7. Milton had a good analogy for the 40 hours of ABA that some children are prescribed. He said it was like an adult admitting they hate math and then being forced to do math for 40 hours a week. This is somewhat similar to the approach I am tempted to take with parents who force their kids to taste something, the dreadful, Just take one bite. That's all you have to do! I want to take something they'd probably find disgusting like a dead cockroach or a handful of maggots and say, Just take one bite. It's not that hard!
Just for the record: I'd much rather be offered a dead cockroach or handful of maggots to eat, for a million dollars, than a bowl of tuna fish salad.
Anyway...
On the subject of pushing autistic people to change..... (or taking a detour from it, actually)
From what I've heard, one of the things autistic people are often forced to do is make eye contact. I'm not sure if I have the eye contact issue. I don't feel great making eye contact, but I felt weirder recently when I tried not making it. I started to wonder if I had been born with an aversion to eye contact but was taught that this is the right thing to do and so it came to the point where not-making-eye contact felt wrong.
I do often feel uncomfortable talking face to face with people. I would rather talk to someone on a walk or while we're both busy doing chores than sit across from someone at a restaurant and have a conversation. BUT if I was sitting across from someone, I'd feel weird looking past them, and if they did that to me, I think I would be thinking, You're not listening to me. OR, at least, I would have thought that in the past. Now I would be more sensitive to people having eye contact issues. Although that sentiment would compete with the idea that when I daydream, I stare off into space. So I might suspect the other person is doing the same.

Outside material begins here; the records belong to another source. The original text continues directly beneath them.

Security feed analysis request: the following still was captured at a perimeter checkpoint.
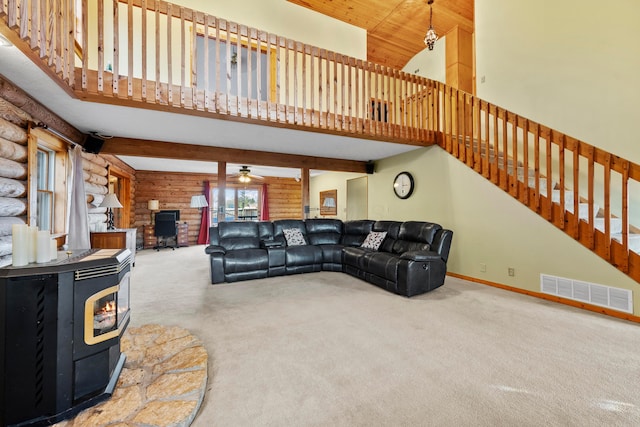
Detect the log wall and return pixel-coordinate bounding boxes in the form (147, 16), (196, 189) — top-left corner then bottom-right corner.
(134, 171), (302, 247)
(0, 109), (30, 267)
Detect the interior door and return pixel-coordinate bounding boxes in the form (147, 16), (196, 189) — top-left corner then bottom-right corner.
(347, 176), (368, 221)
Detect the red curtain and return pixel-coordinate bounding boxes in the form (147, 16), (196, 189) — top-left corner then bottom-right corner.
(197, 181), (210, 244)
(260, 183), (269, 220)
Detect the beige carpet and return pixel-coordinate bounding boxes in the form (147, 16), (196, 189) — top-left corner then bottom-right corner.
(130, 245), (640, 426)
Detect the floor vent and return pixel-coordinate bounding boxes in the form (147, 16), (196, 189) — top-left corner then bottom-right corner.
(540, 274), (633, 313)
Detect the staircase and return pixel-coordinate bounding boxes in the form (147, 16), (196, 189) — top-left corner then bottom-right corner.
(439, 89), (640, 283)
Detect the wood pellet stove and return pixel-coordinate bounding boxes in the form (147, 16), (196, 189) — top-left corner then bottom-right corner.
(0, 248), (131, 426)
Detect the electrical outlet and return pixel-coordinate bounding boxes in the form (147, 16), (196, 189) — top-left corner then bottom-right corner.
(508, 267), (515, 277)
(480, 263), (486, 272)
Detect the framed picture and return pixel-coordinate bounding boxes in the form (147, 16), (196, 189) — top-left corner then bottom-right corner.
(320, 189), (337, 216)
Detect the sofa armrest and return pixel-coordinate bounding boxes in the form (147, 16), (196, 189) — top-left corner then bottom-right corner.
(205, 245), (226, 255)
(400, 250), (441, 262)
(260, 239), (284, 249)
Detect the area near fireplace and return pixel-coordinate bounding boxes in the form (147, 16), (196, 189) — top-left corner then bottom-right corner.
(0, 248), (131, 426)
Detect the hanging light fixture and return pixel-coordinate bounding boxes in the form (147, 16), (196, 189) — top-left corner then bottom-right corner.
(424, 0), (438, 51)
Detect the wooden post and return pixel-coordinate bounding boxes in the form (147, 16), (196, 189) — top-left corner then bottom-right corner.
(301, 167), (309, 219)
(217, 161), (226, 223)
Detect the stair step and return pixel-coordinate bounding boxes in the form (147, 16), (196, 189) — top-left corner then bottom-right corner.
(612, 234), (640, 253)
(551, 189), (574, 205)
(578, 203), (600, 220)
(595, 217), (623, 234)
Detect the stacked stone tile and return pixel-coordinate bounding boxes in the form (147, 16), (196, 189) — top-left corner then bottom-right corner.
(55, 324), (208, 427)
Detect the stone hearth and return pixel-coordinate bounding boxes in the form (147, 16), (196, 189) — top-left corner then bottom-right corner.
(55, 324), (208, 427)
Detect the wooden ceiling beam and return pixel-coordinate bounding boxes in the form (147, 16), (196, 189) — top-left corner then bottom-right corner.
(101, 137), (369, 173)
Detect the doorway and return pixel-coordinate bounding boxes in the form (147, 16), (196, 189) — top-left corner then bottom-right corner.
(347, 176), (368, 220)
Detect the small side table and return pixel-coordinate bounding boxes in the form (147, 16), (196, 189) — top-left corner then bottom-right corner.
(90, 228), (137, 265)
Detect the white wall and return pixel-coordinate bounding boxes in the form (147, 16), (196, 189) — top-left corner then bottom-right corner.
(402, 36), (446, 83)
(177, 0), (367, 60)
(476, 0), (640, 163)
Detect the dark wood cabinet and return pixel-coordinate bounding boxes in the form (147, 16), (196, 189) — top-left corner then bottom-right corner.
(143, 223), (188, 249)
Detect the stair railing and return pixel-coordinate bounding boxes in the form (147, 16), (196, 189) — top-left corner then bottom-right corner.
(438, 83), (640, 281)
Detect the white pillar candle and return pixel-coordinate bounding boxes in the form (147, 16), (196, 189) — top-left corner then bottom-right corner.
(36, 230), (50, 263)
(50, 239), (58, 261)
(28, 225), (38, 263)
(11, 224), (28, 267)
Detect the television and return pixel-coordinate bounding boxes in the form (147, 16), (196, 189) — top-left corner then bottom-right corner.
(158, 210), (180, 221)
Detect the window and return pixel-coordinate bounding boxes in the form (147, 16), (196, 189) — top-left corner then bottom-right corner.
(211, 187), (261, 223)
(36, 148), (55, 232)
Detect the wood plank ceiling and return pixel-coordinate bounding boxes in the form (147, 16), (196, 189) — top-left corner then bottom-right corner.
(287, 0), (474, 70)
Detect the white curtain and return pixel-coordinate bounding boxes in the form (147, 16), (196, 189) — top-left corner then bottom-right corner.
(67, 145), (90, 249)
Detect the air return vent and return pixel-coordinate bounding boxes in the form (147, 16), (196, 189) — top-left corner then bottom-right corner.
(540, 274), (632, 313)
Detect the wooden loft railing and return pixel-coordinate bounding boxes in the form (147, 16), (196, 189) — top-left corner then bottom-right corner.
(0, 0), (439, 146)
(440, 86), (640, 283)
(3, 0), (640, 284)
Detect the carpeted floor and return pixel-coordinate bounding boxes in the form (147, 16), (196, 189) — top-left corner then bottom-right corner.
(131, 245), (640, 426)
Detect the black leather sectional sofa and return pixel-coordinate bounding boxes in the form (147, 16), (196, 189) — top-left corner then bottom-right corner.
(205, 219), (453, 297)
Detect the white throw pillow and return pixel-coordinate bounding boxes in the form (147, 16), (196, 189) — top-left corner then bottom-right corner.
(283, 228), (306, 246)
(361, 231), (387, 250)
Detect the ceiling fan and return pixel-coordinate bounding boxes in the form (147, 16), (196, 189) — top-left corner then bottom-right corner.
(232, 165), (264, 183)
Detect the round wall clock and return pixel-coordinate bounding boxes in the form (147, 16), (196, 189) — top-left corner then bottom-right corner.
(393, 172), (414, 199)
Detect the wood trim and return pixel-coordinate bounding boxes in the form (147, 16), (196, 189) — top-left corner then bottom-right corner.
(447, 272), (640, 324)
(100, 137), (369, 173)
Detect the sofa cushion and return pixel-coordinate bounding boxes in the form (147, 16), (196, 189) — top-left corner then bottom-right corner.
(361, 231), (387, 250)
(362, 252), (400, 281)
(342, 246), (371, 269)
(223, 249), (269, 273)
(398, 221), (441, 244)
(305, 219), (343, 244)
(285, 245), (323, 266)
(341, 220), (374, 246)
(392, 240), (430, 254)
(220, 237), (260, 251)
(283, 228), (307, 246)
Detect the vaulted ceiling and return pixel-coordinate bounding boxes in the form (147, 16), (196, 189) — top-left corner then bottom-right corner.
(287, 0), (474, 70)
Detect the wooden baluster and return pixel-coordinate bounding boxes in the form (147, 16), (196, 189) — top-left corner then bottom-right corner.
(226, 23), (232, 115)
(19, 0), (27, 39)
(348, 58), (353, 133)
(621, 160), (630, 272)
(355, 59), (361, 133)
(374, 64), (379, 137)
(179, 7), (186, 106)
(247, 27), (253, 118)
(545, 129), (552, 220)
(318, 49), (323, 127)
(235, 24), (241, 116)
(48, 0), (56, 68)
(97, 0), (104, 93)
(333, 52), (338, 130)
(491, 105), (498, 183)
(154, 1), (160, 103)
(112, 0), (119, 96)
(511, 113), (519, 198)
(453, 89), (460, 159)
(257, 30), (263, 120)
(466, 94), (473, 167)
(30, 0), (39, 50)
(533, 123), (541, 212)
(522, 119), (529, 206)
(265, 32), (271, 120)
(603, 153), (612, 260)
(558, 133), (565, 229)
(283, 36), (289, 123)
(166, 2), (172, 105)
(587, 145), (595, 249)
(293, 40), (298, 124)
(39, 0), (47, 57)
(309, 46), (315, 126)
(81, 0), (88, 90)
(128, 0), (134, 99)
(572, 139), (580, 239)
(214, 18), (221, 113)
(141, 0), (148, 101)
(501, 109), (508, 190)
(7, 0), (16, 28)
(203, 14), (210, 111)
(326, 49), (331, 129)
(340, 54), (346, 131)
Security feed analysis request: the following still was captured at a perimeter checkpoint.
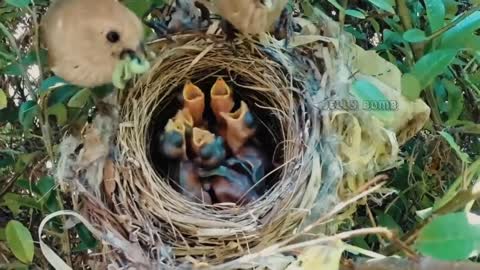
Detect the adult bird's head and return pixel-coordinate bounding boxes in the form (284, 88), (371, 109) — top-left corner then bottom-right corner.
(41, 0), (146, 87)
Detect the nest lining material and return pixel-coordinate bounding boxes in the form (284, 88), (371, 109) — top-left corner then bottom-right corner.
(49, 16), (430, 267)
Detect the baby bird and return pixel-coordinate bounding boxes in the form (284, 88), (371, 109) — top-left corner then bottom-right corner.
(159, 118), (188, 160)
(191, 128), (226, 168)
(228, 145), (269, 192)
(200, 166), (259, 205)
(220, 101), (257, 153)
(179, 161), (212, 204)
(197, 137), (226, 168)
(41, 0), (146, 87)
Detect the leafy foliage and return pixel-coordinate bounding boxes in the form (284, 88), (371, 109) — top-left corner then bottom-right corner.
(5, 220), (34, 264)
(415, 212), (480, 260)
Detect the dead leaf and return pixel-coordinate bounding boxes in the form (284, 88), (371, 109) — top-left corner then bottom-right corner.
(351, 44), (402, 92)
(254, 254), (296, 270)
(294, 18), (320, 35)
(286, 242), (345, 270)
(78, 125), (109, 167)
(103, 159), (116, 202)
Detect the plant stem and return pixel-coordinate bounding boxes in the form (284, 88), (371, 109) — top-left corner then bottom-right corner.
(423, 85), (442, 125)
(28, 3), (44, 86)
(339, 0), (349, 28)
(396, 0), (424, 60)
(396, 0), (412, 29)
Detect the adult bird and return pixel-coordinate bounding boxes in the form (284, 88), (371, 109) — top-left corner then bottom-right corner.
(40, 0), (146, 87)
(198, 0), (289, 35)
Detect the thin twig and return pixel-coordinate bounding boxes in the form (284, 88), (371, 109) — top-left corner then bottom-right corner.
(28, 3), (44, 85)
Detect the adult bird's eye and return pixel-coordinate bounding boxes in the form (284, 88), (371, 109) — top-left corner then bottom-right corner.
(106, 31), (120, 43)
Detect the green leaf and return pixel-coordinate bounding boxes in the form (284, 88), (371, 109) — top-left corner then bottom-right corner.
(38, 76), (68, 94)
(301, 1), (314, 17)
(123, 0), (151, 18)
(377, 213), (403, 235)
(47, 85), (81, 107)
(350, 237), (370, 250)
(0, 228), (5, 241)
(3, 49), (47, 76)
(0, 47), (15, 61)
(0, 150), (15, 168)
(67, 88), (91, 108)
(0, 88), (7, 109)
(36, 176), (59, 212)
(401, 73), (422, 100)
(18, 101), (38, 130)
(14, 152), (39, 173)
(403, 29), (427, 43)
(3, 193), (43, 213)
(443, 0), (458, 19)
(345, 9), (366, 19)
(91, 84), (115, 99)
(47, 103), (67, 126)
(383, 29), (404, 44)
(5, 220), (34, 264)
(75, 224), (98, 250)
(4, 195), (21, 215)
(435, 79), (449, 113)
(411, 2), (425, 27)
(445, 120), (480, 133)
(5, 0), (30, 8)
(440, 11), (480, 50)
(15, 178), (41, 194)
(327, 0), (344, 10)
(415, 212), (480, 260)
(21, 49), (48, 66)
(425, 0), (445, 31)
(409, 49), (457, 88)
(368, 18), (381, 33)
(443, 79), (464, 122)
(439, 131), (471, 163)
(37, 176), (55, 197)
(367, 0), (395, 13)
(3, 63), (23, 76)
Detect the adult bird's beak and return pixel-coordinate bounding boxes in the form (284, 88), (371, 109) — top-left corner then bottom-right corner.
(120, 49), (140, 61)
(120, 42), (147, 60)
(113, 43), (150, 89)
(120, 48), (136, 60)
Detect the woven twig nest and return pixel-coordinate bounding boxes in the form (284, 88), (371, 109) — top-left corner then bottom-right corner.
(50, 15), (430, 269)
(111, 34), (331, 268)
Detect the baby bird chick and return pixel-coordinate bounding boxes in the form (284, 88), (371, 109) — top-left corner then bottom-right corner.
(179, 161), (212, 204)
(159, 118), (188, 160)
(41, 0), (146, 87)
(199, 166), (259, 205)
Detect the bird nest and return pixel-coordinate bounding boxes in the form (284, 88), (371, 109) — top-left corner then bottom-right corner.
(115, 35), (330, 267)
(50, 20), (429, 268)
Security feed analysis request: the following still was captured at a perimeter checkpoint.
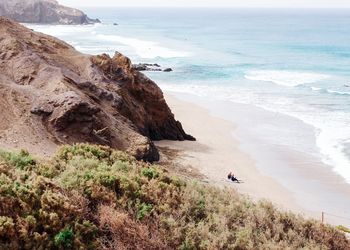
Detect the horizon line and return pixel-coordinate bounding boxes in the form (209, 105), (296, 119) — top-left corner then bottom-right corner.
(72, 6), (350, 9)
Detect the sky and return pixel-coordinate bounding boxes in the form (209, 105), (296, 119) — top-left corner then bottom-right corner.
(59, 0), (350, 8)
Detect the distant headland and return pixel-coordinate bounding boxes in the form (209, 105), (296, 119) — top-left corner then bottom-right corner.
(0, 0), (100, 24)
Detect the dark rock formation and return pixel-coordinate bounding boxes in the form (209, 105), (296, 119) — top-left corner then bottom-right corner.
(132, 63), (173, 72)
(0, 17), (194, 162)
(0, 0), (100, 24)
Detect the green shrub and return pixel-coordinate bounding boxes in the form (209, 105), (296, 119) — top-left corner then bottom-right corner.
(56, 144), (110, 162)
(141, 167), (159, 179)
(137, 202), (153, 220)
(0, 149), (35, 169)
(112, 160), (129, 172)
(54, 228), (74, 248)
(180, 239), (195, 250)
(98, 173), (117, 188)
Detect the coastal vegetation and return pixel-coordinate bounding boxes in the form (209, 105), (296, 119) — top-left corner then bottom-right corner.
(0, 144), (348, 249)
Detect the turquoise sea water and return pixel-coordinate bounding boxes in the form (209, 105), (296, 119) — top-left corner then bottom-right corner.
(28, 8), (350, 183)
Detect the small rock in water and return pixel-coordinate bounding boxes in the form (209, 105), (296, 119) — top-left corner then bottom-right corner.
(133, 63), (161, 71)
(113, 23), (118, 26)
(132, 63), (173, 72)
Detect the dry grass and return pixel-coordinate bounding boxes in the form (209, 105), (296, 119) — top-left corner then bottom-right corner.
(97, 205), (166, 250)
(0, 144), (349, 249)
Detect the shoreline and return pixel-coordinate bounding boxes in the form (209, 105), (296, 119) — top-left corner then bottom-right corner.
(157, 92), (350, 227)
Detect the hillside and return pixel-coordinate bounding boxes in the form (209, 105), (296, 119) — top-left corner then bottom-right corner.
(0, 0), (99, 24)
(0, 17), (194, 162)
(0, 144), (349, 249)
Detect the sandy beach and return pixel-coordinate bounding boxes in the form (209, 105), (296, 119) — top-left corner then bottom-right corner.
(156, 93), (350, 227)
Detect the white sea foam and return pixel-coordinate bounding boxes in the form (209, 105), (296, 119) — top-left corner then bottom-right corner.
(310, 86), (350, 96)
(325, 89), (350, 95)
(316, 122), (350, 183)
(96, 34), (190, 59)
(311, 86), (322, 91)
(245, 70), (329, 87)
(26, 24), (96, 37)
(25, 24), (191, 59)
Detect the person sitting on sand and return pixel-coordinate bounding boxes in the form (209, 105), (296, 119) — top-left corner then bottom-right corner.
(231, 174), (240, 183)
(228, 172), (240, 183)
(227, 172), (240, 183)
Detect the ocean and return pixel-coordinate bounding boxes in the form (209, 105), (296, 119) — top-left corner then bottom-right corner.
(27, 8), (350, 185)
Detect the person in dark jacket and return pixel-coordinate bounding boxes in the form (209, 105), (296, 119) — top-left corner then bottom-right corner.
(228, 172), (240, 183)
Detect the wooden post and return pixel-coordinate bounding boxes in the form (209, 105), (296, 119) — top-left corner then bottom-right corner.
(322, 212), (324, 224)
(321, 212), (325, 248)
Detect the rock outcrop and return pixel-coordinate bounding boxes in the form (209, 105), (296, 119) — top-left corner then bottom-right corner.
(132, 63), (173, 72)
(0, 0), (100, 24)
(0, 17), (194, 162)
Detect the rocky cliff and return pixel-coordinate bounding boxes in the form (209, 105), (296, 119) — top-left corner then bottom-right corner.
(0, 17), (194, 161)
(0, 0), (100, 24)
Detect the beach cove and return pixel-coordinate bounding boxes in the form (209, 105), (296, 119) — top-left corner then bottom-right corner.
(1, 1), (350, 248)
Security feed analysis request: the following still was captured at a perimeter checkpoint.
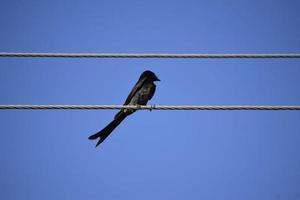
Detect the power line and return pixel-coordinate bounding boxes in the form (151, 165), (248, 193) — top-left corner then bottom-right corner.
(1, 52), (300, 59)
(0, 105), (299, 110)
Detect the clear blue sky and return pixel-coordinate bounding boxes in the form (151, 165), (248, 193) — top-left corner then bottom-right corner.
(0, 1), (300, 199)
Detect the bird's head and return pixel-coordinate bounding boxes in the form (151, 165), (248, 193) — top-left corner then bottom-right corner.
(140, 70), (160, 82)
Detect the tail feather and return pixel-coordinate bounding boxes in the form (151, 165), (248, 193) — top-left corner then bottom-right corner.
(88, 112), (128, 147)
(88, 133), (99, 140)
(114, 109), (124, 119)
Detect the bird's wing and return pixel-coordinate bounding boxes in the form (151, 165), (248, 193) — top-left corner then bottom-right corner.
(123, 76), (148, 105)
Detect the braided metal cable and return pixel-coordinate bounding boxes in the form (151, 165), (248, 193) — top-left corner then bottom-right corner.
(0, 105), (300, 110)
(1, 53), (300, 59)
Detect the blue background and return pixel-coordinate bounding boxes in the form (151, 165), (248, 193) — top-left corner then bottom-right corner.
(0, 0), (300, 199)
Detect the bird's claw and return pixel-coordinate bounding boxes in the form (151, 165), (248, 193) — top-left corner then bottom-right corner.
(149, 105), (156, 112)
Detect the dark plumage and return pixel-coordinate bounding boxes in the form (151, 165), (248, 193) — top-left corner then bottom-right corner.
(88, 70), (160, 147)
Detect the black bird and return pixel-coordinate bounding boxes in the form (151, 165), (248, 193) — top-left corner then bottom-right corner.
(88, 70), (160, 147)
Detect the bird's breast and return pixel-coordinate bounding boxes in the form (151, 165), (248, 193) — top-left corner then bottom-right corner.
(129, 82), (154, 105)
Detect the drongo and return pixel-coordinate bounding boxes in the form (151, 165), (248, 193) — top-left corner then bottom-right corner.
(88, 70), (160, 147)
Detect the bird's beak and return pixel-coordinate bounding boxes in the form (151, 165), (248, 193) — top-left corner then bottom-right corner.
(155, 77), (161, 81)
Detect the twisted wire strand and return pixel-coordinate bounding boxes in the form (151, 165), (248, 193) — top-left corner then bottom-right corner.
(0, 105), (299, 110)
(1, 53), (300, 59)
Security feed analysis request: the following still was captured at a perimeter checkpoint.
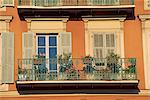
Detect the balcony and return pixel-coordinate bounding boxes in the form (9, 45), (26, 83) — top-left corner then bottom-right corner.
(16, 58), (139, 94)
(18, 0), (134, 7)
(0, 0), (14, 7)
(17, 0), (135, 20)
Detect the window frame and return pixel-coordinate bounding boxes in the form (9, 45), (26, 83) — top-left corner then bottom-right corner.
(92, 32), (117, 58)
(36, 34), (59, 72)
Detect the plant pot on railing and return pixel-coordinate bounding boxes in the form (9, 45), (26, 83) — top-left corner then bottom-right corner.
(33, 54), (46, 65)
(123, 65), (136, 80)
(33, 58), (45, 65)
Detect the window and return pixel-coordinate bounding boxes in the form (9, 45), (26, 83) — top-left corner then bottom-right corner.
(90, 0), (119, 5)
(32, 0), (59, 6)
(0, 0), (14, 7)
(144, 0), (150, 10)
(36, 34), (58, 72)
(92, 33), (116, 58)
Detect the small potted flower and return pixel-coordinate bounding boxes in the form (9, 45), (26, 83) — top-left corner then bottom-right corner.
(33, 53), (46, 65)
(82, 55), (94, 65)
(82, 55), (95, 80)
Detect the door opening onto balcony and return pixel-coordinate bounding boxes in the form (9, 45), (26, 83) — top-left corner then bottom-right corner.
(36, 34), (58, 72)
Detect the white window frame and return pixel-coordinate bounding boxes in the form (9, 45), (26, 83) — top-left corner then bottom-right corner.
(36, 34), (59, 72)
(91, 32), (117, 58)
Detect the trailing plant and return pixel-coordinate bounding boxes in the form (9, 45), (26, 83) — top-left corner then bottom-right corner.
(82, 55), (95, 73)
(106, 52), (121, 73)
(58, 53), (73, 73)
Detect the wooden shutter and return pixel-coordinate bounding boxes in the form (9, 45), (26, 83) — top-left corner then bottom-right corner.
(60, 32), (72, 55)
(105, 33), (116, 55)
(22, 32), (34, 59)
(2, 0), (14, 6)
(2, 32), (14, 83)
(93, 34), (104, 58)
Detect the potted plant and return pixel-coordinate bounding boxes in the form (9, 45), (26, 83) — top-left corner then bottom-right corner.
(32, 53), (48, 80)
(123, 58), (136, 80)
(82, 55), (96, 80)
(33, 53), (46, 65)
(18, 67), (27, 80)
(106, 52), (121, 80)
(58, 53), (74, 80)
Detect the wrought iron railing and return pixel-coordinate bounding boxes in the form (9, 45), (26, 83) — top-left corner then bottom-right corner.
(18, 0), (134, 7)
(18, 58), (137, 81)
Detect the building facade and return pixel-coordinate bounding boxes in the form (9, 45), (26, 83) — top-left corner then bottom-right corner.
(0, 0), (149, 94)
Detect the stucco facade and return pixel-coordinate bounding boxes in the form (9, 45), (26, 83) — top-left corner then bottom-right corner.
(0, 0), (150, 96)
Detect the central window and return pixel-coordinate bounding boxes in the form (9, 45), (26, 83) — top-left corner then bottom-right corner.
(92, 33), (116, 58)
(36, 34), (58, 72)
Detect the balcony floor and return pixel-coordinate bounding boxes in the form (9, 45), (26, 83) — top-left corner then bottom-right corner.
(16, 80), (139, 94)
(18, 5), (135, 20)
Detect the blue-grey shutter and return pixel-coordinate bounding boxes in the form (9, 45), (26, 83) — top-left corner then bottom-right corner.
(2, 32), (14, 83)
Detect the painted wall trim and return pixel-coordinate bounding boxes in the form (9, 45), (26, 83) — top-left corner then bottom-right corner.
(82, 17), (126, 21)
(17, 5), (135, 9)
(139, 14), (150, 89)
(0, 16), (13, 21)
(25, 18), (69, 22)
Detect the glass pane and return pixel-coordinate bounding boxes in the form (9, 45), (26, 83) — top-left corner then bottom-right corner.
(106, 34), (110, 47)
(49, 47), (57, 58)
(38, 37), (45, 46)
(38, 48), (45, 54)
(106, 34), (115, 47)
(94, 49), (103, 58)
(110, 34), (115, 47)
(49, 47), (57, 71)
(94, 34), (103, 47)
(49, 36), (57, 46)
(106, 49), (115, 56)
(50, 63), (57, 70)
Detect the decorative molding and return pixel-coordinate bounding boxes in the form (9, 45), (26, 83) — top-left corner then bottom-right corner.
(139, 14), (150, 21)
(139, 14), (150, 29)
(0, 16), (13, 21)
(25, 18), (69, 21)
(25, 19), (31, 32)
(82, 17), (126, 21)
(0, 16), (12, 32)
(139, 14), (150, 89)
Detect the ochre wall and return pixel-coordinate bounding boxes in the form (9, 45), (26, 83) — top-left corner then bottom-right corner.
(124, 0), (150, 89)
(67, 21), (85, 59)
(1, 95), (150, 100)
(66, 21), (85, 70)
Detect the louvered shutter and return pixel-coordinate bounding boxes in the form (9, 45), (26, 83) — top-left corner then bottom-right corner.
(2, 32), (14, 83)
(60, 32), (72, 55)
(22, 32), (34, 59)
(32, 0), (36, 6)
(106, 33), (116, 55)
(93, 34), (104, 58)
(2, 0), (14, 6)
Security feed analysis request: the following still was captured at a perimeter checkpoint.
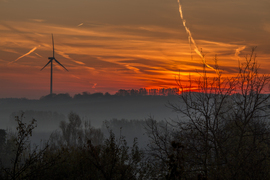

I guess what I'm thinking is I'm better off in situations where eye contact is not expected. In the past, I would have attributed this to shyness and/or awkwardness. But maybe it's is an autism thing.
I was reading some advice somewhere from autistic people, and they talked about tricks to make it look like you're making eye contact...such as looking at someone's nose or eyebrows. Maybe I'll start trying that. If it makes face to face conversation easier, maybe this points to me having an eye contact issue.
Anyway...I'm glad to have another podcast in my life, and I'm eager to listen to more of it!